The phenomenon of this sub-culture of insensitivity has been investigated before in the media through social experiments. On the ABC newsmagazine show 20/20, for a limited run, there was a documentary style segment What Would You Do. On the show, premeditated acts and actors placed everyday people (unknowingly) in awkward, sometimes very uncomfortable situations to see if morals, values and character were in place when truly needed. “Scenes” on the show included capturing the reactions on prejudice and unfair treatment to the disabled. On an interview for The Tyra Banks Show, host John Quinones said that often times many wanted to help in situations, but were afraid to do so, and some actually had no disregard. However, Quinones stated that a decent percentage stood up for what was right when it was their duty to become the accidental hero.
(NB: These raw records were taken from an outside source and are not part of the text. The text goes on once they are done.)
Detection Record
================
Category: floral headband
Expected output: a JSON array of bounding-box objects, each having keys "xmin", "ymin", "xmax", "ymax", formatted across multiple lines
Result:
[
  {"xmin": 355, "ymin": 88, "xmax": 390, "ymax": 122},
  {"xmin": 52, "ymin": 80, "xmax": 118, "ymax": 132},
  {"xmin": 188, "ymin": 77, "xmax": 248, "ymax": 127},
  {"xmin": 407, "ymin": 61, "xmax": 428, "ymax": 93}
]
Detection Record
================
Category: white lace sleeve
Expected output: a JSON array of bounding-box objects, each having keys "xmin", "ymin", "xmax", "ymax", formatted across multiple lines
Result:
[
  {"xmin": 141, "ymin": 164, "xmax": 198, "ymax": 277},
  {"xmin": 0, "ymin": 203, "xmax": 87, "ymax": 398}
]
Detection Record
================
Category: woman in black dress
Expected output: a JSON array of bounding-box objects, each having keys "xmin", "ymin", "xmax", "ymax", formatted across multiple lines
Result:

The sad truth is that despite the horrified reactions of this girl’s life changing moment, atrocities like this will continue with an estimated one out of every three girls a rape victim. Earlier this year, while a high profile account of domestic abuse was flooded with sympathy and outrage, another boyfriend, a person somewhere, will willingly bruise the face of his or her lover with punches and slaps on the face, and who knows what else. This is a mortifying cycle, but again, what can be done?
This victim’s heinous experience has become the lesson of the day, as conversely the rapists may have a new, ostracized life awaiting them, when it comes to violence, will they ever learn? After the young girl was released from the hospital, a statement from her parents, through a pastor from the First Presbyterian Church (in Richmond), said: “If you need to express your outrage, please channel your anger through positive action”.
The purpose of this article is to bring justice through words, to raise awareness that while so many of are fortunate to never have experienced such trauma as the victim did, so many others are not; and to enforce the obvious and maniacal coward-ness of the rapists and sick audience. To the girl who may never read this article, she’ll understand that what happened will affect her for years to come but will not define her.